Your input, as to the content of this Blog, is encouraged through this Blog directly or the Blog's email address: gravitascivics@gmail.com .
NOTE: This blog has led to the publication of a book. The title of that book is TOWARD A FEDERATED NATION: IMPLEMENTING NATIONAL CIVICS STANDARDS and it is available through Amazon in both ebook and paperback versions.

Friday, May 28, 2021

ARE THERE LYING EYES?

 

As the last posting leaves the reader, it suggests that one can pick up much of the political theorizing among colonial Americans through the tensions between Enlightenment advocates – some being Deists – and religiously influenced colonists.  A lot of that tension will lead to ideas concerning tolerance. 

And further, tensions within the religious faction arose between the New Lights or as known in Europe, Pietists – those affected by the Awakening – and Old Lights who tended to disparage Awakeners.  This last group tended to be supporters of established churches and their ministers.  But to get to tolerance, one needs to take a developmental view of how constitutional ideals got started.

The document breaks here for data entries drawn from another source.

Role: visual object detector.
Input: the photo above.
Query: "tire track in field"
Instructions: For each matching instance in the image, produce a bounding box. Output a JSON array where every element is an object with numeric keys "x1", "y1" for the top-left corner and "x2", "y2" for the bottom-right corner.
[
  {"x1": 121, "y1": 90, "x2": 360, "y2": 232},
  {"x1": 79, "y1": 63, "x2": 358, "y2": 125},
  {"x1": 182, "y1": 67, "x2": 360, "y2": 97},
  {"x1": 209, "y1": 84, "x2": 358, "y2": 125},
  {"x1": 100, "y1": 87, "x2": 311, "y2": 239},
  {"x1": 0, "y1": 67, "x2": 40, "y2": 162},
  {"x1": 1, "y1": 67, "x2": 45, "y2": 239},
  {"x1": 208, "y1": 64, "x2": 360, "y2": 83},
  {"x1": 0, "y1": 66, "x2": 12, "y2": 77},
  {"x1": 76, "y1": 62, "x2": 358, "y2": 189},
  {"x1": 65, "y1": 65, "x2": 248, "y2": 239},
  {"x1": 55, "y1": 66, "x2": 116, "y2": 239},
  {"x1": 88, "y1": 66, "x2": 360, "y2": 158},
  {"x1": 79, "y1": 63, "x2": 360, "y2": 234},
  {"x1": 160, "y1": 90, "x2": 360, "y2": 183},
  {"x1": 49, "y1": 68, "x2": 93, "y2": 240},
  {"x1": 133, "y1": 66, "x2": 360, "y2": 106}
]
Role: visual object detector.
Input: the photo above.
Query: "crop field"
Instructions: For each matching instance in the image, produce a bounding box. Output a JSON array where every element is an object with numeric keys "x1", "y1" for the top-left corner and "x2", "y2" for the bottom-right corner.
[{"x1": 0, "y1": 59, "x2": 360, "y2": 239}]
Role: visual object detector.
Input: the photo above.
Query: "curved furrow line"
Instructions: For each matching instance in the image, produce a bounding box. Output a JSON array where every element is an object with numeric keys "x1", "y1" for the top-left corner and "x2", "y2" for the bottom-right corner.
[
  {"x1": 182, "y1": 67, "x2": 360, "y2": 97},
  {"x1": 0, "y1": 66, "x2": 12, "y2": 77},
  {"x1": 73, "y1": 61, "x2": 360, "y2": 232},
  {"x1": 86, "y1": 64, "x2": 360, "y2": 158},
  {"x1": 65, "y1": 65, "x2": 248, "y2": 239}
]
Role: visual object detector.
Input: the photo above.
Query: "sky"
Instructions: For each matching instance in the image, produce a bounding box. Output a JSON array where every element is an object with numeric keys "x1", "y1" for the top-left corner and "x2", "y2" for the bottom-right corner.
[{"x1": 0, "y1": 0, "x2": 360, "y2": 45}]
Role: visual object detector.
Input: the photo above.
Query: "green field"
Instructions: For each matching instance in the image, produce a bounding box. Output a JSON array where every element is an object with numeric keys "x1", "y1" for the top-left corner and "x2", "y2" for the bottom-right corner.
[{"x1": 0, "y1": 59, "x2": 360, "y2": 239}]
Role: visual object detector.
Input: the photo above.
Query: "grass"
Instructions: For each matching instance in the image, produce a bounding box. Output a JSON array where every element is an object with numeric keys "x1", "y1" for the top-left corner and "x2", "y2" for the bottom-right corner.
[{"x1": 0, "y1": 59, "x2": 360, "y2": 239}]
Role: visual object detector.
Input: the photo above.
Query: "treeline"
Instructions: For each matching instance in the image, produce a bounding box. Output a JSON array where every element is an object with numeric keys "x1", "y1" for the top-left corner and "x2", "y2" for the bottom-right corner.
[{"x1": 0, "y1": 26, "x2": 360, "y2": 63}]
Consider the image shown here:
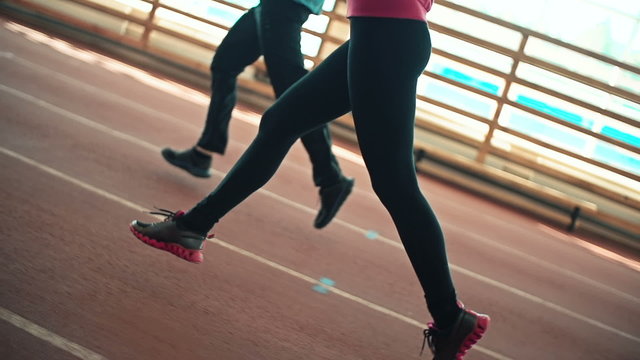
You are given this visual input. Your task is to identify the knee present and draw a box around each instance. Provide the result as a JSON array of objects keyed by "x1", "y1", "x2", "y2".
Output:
[
  {"x1": 258, "y1": 106, "x2": 287, "y2": 136},
  {"x1": 371, "y1": 171, "x2": 422, "y2": 208}
]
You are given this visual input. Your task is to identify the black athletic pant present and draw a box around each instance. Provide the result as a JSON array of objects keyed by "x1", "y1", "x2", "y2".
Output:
[
  {"x1": 179, "y1": 18, "x2": 459, "y2": 327},
  {"x1": 197, "y1": 0, "x2": 341, "y2": 187}
]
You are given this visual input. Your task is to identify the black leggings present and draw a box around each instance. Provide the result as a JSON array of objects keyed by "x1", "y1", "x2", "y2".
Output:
[{"x1": 180, "y1": 18, "x2": 459, "y2": 328}]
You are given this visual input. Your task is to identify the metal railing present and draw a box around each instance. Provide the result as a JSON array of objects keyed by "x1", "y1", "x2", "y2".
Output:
[{"x1": 2, "y1": 0, "x2": 640, "y2": 240}]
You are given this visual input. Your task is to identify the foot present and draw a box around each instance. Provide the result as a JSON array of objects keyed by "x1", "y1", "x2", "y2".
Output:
[
  {"x1": 162, "y1": 148, "x2": 211, "y2": 178},
  {"x1": 423, "y1": 307, "x2": 491, "y2": 360},
  {"x1": 129, "y1": 209, "x2": 212, "y2": 264},
  {"x1": 313, "y1": 177, "x2": 355, "y2": 229}
]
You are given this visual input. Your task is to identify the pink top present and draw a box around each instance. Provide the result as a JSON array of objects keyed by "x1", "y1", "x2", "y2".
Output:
[{"x1": 347, "y1": 0, "x2": 433, "y2": 21}]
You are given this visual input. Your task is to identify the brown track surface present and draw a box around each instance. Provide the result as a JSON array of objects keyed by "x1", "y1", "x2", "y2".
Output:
[{"x1": 0, "y1": 19, "x2": 640, "y2": 360}]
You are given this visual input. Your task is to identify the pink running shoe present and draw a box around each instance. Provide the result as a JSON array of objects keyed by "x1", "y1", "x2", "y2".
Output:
[
  {"x1": 129, "y1": 209, "x2": 213, "y2": 264},
  {"x1": 422, "y1": 306, "x2": 491, "y2": 360}
]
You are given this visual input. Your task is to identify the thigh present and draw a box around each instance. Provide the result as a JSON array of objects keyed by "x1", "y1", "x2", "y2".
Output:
[
  {"x1": 211, "y1": 6, "x2": 261, "y2": 73},
  {"x1": 349, "y1": 18, "x2": 430, "y2": 181},
  {"x1": 258, "y1": 0, "x2": 309, "y2": 86},
  {"x1": 261, "y1": 42, "x2": 350, "y2": 136}
]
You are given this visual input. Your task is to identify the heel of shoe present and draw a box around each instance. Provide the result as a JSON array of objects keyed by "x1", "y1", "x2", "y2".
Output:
[
  {"x1": 456, "y1": 311, "x2": 491, "y2": 360},
  {"x1": 129, "y1": 225, "x2": 204, "y2": 264}
]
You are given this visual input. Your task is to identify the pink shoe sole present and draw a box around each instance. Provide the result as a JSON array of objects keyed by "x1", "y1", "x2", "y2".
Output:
[
  {"x1": 456, "y1": 310, "x2": 491, "y2": 360},
  {"x1": 129, "y1": 225, "x2": 204, "y2": 264}
]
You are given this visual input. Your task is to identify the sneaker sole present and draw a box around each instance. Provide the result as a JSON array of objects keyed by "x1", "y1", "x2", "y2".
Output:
[
  {"x1": 161, "y1": 152, "x2": 211, "y2": 178},
  {"x1": 456, "y1": 311, "x2": 491, "y2": 360},
  {"x1": 129, "y1": 225, "x2": 204, "y2": 264}
]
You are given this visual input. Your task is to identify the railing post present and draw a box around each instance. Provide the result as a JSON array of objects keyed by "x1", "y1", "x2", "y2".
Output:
[
  {"x1": 140, "y1": 0, "x2": 160, "y2": 49},
  {"x1": 476, "y1": 34, "x2": 529, "y2": 163}
]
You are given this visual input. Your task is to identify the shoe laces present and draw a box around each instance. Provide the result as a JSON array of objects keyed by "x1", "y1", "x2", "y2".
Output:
[
  {"x1": 149, "y1": 206, "x2": 184, "y2": 221},
  {"x1": 420, "y1": 322, "x2": 441, "y2": 356}
]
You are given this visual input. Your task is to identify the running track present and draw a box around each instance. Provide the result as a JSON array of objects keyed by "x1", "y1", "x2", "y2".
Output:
[{"x1": 0, "y1": 19, "x2": 640, "y2": 360}]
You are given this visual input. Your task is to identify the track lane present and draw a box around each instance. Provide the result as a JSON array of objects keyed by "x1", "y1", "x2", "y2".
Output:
[{"x1": 3, "y1": 17, "x2": 640, "y2": 360}]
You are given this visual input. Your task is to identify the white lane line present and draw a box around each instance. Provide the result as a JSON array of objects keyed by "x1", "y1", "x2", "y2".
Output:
[
  {"x1": 0, "y1": 80, "x2": 640, "y2": 303},
  {"x1": 0, "y1": 306, "x2": 106, "y2": 360},
  {"x1": 0, "y1": 146, "x2": 511, "y2": 360},
  {"x1": 0, "y1": 84, "x2": 640, "y2": 342}
]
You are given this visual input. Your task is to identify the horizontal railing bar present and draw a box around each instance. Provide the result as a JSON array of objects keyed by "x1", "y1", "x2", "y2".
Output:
[
  {"x1": 491, "y1": 125, "x2": 640, "y2": 181},
  {"x1": 438, "y1": 0, "x2": 640, "y2": 75}
]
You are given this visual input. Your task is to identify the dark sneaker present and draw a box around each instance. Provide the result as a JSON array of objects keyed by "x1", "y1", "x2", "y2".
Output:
[
  {"x1": 313, "y1": 177, "x2": 355, "y2": 229},
  {"x1": 129, "y1": 209, "x2": 213, "y2": 264},
  {"x1": 422, "y1": 307, "x2": 491, "y2": 360},
  {"x1": 162, "y1": 148, "x2": 211, "y2": 177}
]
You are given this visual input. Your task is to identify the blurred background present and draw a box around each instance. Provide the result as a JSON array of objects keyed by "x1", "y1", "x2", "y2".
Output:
[{"x1": 0, "y1": 0, "x2": 640, "y2": 248}]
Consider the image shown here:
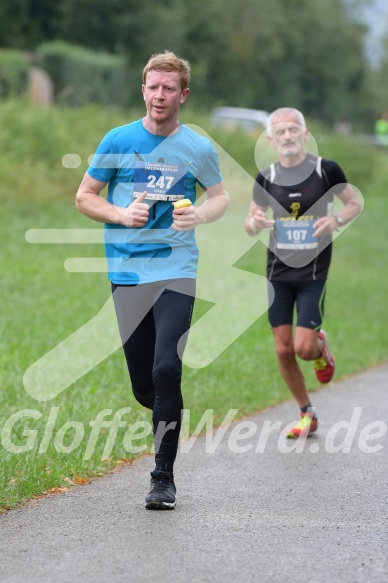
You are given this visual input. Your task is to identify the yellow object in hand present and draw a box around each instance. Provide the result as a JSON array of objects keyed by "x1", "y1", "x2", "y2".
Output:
[{"x1": 172, "y1": 198, "x2": 193, "y2": 209}]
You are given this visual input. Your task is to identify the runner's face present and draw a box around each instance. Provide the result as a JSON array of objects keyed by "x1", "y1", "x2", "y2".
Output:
[
  {"x1": 142, "y1": 71, "x2": 190, "y2": 124},
  {"x1": 268, "y1": 113, "x2": 308, "y2": 158}
]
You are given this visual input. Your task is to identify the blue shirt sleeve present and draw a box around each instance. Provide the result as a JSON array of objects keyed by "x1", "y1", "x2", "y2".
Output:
[
  {"x1": 87, "y1": 132, "x2": 117, "y2": 182},
  {"x1": 197, "y1": 141, "x2": 222, "y2": 188}
]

          One finds that such views result from a dialectic struggle.  While this overall contention was being expressed among Americans, several institutional developments occurred.  Probably the most prominent was the upstart of various higher education schools in many of the colonies.  This blog has already reported on the first two of these efforts, those of Harvard and Yale. 

Other colonies followed suit, but what seems a bit ironic, as with Harvard and Yale, religiously motivated people played central roles in getting things started.  For example, Rhode Island College, which became Brown University, Queen’s College in New Jersey, which became Rutgers, Dartmouth in New Hampshire, College of Philadelphia, which became the University of Pennsylvania, and King’s College, which became Columbia University in New York all were started through the influence of the Awakening. 

Allen Guelzo comments on this irony:

That the Awakeners were interested in founding colleges at all may seem unusual, given the cold shoulder that Harvard and Yale turned to the Great Awakening … [The belief was that] Enlightenment’s glorification of reason and nature was all well and good, argued the Pietists, but only if one did not forget the limits placed upon the operation of the reason by the countervailing power of the other faculties, and especially the will … This was not necessarily an anti-intellectual stance.  It was, in fact, little more than an updating of scholastic-style voluntarism, and it was shared, without any dimming of intellectual energy … by John Wesley, and by Jonathan Edwards.[1]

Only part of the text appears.